Baked. Try rubbing salmon with your favorite herbs or spices, then wrapping it in tinfoil to create a pouch. Bake for about 15 to 20 minutes in a 400-degree F oven until the fish is cooked through and flaky but not dry. Serve it alongside steamed or grilled vegetables, or atop a no-fuss brown rice or whole grain couscous.

Poached. Poaching salmon is a great way to cook up the fish and keep it tender and moist. Don’t be afraid to play around with the poaching liquid, whether it’s water or broth—or a combination. Heat the liquid in a wide pan on the stove until just boiling, then add pieces of salmon and reduce to a simmer over medium heat. Add fresh herbs or garlic for extra flavor. Cook until the fish is opaque (about 15 minutes). 

There are very few side dishes that don’t go with salmon—we like the simple flavors of sautéed kale and roasted Brussels sprouts. It also pairs well with side dishes like asparagus, roasted broccoli, and lemon-herb couscous.

To celebrate this superfood ingredient, here is a delicious recipe so you can enjoy all of the great benefits salmon has to offer!

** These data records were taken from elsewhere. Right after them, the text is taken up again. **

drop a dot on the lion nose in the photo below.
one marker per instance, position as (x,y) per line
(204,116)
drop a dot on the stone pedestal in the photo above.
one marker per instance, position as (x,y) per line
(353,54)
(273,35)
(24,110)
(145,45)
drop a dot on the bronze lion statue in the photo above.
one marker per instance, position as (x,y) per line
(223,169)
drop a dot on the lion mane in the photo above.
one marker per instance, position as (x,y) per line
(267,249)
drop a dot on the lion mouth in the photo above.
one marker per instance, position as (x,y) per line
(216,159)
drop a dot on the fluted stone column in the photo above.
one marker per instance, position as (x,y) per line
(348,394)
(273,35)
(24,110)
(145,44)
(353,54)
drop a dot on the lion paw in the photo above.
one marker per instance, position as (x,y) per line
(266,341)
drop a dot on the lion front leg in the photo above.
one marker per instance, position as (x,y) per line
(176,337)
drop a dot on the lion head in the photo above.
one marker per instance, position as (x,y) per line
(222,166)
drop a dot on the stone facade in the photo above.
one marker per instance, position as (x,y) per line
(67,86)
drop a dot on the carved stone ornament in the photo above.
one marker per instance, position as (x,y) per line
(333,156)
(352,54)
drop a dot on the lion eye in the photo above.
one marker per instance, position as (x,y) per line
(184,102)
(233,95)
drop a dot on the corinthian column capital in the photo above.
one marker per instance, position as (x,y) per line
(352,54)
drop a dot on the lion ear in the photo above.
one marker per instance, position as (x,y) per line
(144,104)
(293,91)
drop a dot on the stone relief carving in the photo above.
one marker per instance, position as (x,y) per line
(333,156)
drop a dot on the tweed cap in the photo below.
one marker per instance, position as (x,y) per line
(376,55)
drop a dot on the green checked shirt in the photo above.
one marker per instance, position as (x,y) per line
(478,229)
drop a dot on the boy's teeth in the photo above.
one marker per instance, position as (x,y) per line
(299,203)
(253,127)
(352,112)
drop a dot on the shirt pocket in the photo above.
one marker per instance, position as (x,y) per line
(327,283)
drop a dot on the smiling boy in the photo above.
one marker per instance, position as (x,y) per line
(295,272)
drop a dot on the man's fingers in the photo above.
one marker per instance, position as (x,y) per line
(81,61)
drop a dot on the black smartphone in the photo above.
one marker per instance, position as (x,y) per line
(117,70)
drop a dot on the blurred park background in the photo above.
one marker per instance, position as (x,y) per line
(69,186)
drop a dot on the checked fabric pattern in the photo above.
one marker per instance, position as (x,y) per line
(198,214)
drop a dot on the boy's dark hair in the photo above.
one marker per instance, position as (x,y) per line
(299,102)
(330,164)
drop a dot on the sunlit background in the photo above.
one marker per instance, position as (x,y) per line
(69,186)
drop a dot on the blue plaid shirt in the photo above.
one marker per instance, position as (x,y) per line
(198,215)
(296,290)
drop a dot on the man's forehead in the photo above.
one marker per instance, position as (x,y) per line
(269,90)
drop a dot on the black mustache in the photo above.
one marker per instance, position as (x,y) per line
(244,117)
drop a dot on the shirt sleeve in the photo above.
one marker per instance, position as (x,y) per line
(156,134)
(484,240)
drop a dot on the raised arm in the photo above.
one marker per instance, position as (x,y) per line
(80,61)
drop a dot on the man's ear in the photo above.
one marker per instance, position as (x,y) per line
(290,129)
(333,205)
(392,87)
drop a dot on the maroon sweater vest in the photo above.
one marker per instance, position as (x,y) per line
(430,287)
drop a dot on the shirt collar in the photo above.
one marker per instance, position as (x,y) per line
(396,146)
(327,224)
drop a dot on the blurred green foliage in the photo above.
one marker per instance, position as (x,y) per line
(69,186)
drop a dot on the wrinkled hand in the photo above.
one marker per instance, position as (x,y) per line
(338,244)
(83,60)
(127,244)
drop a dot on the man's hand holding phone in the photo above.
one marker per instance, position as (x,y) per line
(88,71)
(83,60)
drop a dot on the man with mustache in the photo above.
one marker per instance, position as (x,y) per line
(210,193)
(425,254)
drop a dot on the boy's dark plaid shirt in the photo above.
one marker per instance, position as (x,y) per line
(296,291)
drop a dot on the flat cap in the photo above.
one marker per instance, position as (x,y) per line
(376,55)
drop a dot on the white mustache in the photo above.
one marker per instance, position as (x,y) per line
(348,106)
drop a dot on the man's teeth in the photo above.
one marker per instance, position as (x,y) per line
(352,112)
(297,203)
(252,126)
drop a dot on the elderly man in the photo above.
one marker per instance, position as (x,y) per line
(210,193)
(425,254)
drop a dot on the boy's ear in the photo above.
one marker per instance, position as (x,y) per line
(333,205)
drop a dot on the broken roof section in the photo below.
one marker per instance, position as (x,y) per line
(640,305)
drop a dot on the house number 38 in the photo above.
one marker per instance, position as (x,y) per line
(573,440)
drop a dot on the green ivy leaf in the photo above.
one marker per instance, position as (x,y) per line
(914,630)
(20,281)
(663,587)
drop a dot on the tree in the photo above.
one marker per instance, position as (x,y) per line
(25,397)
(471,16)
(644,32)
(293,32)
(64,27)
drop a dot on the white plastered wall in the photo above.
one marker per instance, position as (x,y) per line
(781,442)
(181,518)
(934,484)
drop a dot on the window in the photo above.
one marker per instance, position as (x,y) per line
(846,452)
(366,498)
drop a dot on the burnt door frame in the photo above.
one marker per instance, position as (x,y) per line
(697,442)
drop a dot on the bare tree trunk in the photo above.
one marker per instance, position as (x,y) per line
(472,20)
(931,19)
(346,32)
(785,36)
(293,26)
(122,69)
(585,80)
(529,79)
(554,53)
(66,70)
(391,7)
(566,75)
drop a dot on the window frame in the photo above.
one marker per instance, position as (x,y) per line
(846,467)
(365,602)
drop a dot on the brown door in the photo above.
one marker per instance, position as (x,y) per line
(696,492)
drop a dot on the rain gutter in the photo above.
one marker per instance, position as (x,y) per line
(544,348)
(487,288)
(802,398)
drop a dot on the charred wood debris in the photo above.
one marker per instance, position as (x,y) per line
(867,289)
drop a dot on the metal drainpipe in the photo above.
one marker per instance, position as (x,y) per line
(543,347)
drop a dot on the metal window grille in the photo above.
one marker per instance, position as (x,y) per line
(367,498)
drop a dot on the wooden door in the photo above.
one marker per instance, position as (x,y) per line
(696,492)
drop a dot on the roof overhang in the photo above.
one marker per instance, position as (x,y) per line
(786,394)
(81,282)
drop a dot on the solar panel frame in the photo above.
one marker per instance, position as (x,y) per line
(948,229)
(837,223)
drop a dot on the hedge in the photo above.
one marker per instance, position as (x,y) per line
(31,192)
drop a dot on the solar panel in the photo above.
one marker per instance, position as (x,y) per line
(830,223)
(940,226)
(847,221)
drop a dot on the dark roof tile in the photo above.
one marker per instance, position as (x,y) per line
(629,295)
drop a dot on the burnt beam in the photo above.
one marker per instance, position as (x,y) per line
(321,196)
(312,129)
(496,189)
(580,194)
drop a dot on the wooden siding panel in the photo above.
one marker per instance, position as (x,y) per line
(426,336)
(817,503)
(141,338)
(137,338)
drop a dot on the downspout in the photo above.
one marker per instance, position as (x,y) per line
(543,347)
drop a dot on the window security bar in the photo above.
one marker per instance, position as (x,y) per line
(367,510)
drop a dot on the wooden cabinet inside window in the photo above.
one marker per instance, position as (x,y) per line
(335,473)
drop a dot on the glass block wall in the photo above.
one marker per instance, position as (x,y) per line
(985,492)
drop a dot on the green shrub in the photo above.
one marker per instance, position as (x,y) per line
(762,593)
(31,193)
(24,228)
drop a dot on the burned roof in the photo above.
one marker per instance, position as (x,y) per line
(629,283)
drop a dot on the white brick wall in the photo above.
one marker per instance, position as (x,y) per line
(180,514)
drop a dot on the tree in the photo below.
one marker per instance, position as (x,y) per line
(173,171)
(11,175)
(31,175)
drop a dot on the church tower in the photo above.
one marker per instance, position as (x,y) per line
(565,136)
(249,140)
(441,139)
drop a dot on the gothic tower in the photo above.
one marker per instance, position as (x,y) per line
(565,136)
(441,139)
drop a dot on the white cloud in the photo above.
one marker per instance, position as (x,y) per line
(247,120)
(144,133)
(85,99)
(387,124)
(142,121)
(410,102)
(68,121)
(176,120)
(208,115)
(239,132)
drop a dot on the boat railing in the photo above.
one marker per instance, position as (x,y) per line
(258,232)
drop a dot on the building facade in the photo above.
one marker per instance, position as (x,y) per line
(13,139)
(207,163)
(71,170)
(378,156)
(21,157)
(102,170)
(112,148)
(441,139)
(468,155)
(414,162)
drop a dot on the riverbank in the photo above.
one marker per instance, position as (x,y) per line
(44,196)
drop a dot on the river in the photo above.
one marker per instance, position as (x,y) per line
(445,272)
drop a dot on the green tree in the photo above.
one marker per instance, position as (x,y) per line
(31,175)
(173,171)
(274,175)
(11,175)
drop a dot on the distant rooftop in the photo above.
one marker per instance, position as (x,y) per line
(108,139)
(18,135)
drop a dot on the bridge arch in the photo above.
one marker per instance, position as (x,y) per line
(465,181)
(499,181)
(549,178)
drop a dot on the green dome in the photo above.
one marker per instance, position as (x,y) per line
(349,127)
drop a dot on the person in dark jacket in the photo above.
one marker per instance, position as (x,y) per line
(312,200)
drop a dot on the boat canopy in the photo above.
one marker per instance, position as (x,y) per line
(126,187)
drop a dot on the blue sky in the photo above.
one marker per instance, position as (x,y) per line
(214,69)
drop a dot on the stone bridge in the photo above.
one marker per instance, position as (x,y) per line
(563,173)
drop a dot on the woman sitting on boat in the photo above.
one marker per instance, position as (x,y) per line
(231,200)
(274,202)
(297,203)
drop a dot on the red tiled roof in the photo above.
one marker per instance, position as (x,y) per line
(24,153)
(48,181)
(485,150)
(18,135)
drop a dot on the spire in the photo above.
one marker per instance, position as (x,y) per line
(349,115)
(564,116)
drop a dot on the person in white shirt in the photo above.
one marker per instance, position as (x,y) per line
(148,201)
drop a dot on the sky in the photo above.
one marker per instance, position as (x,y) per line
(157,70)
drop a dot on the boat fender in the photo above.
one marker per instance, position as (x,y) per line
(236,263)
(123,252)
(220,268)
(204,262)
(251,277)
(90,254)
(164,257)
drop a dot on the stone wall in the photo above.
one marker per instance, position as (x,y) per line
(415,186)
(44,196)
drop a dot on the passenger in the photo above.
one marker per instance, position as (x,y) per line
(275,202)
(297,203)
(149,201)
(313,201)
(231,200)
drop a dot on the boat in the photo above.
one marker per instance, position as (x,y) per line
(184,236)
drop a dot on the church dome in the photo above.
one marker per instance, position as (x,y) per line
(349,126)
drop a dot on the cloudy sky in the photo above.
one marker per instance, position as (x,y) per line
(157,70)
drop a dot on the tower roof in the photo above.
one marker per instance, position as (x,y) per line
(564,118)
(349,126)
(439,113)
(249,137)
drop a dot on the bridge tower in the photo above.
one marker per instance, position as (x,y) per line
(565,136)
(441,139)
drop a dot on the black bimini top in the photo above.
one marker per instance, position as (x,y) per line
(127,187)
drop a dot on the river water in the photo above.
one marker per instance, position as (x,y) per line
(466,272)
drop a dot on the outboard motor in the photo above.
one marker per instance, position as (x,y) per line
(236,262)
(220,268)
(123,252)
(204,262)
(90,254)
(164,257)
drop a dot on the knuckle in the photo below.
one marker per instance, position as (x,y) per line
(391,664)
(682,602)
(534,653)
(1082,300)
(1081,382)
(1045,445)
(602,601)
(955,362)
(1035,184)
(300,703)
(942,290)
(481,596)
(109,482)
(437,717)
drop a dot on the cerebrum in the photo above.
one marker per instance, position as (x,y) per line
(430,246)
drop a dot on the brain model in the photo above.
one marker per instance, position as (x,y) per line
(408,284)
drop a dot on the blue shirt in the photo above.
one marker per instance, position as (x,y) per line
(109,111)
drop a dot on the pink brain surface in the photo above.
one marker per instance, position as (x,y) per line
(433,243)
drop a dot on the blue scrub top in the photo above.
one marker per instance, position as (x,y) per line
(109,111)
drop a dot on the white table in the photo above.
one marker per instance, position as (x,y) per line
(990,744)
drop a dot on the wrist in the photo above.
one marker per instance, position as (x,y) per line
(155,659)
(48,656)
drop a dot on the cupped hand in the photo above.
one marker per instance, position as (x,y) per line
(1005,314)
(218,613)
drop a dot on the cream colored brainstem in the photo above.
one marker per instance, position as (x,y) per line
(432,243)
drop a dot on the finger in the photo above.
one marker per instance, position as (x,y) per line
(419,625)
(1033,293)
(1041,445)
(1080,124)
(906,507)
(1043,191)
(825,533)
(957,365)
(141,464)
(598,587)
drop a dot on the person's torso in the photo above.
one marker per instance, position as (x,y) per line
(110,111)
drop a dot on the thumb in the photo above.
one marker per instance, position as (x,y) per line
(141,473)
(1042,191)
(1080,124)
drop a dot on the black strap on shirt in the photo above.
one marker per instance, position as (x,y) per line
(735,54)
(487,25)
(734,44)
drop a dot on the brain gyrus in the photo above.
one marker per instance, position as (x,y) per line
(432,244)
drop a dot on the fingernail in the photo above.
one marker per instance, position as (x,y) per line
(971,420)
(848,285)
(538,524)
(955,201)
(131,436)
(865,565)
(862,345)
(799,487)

Screen Shot 2022-11-11 at 4.00.52 PMPan-Seared Salmon Burger

Yield: 10 servings

  • 4 pounds skinless, boneless salmon
  • 5 teaspoons Dijon mustard
  • 4 shallots, peeled and cut into chunks
  • 2.5 cup coarse bread crumbs
  • 2.5 tablespoon capers, drained
  • Salt and black pepper, to taste
  • 4.5 tablespoons butter or olive oil
  • Lemon wedges
  • Tabasco sauce


Step 1

Cut the salmon into large chunks and put about a quarter of it into the container of a food processor, along with the mustard. Turn the machine on, and let it run — stopping to scrape down the sides if necessary — until the mixture becomes pasty.

Step 2

Add the shallots and the remaining salmon and pulse the machine on and off until the fish is chopped and well combined with the puree. No piece should be larger than a ¼ inch or so; be careful not make the mixture too fine.

Step 3

Scrape the mixture into a bowl, and by hand, stir in the breadcrumbs, capers and some salt and pepper. Shape into ten burgers. (You can cover and refrigerate the burgers for a few hours at this point.)

Step 4

Place the butter or oil on a flat top griddle and turn the heat to medium-high. When the butter foam subsides or the oil is hot, cook the burgers for 2 to 3 minutes a side, turning once. Let them firm up on the first side, grilling about 4 minutes, before turning over and finishing for just another minute or two. To check for doneness, insert a thermometer into the thickest part of the patty. The internal temperature should be 165.  Be careful not to overcook.

Serve on a bed of greens or on buns or by themselves, with lemon wedges and Tabasco or any dressing you like.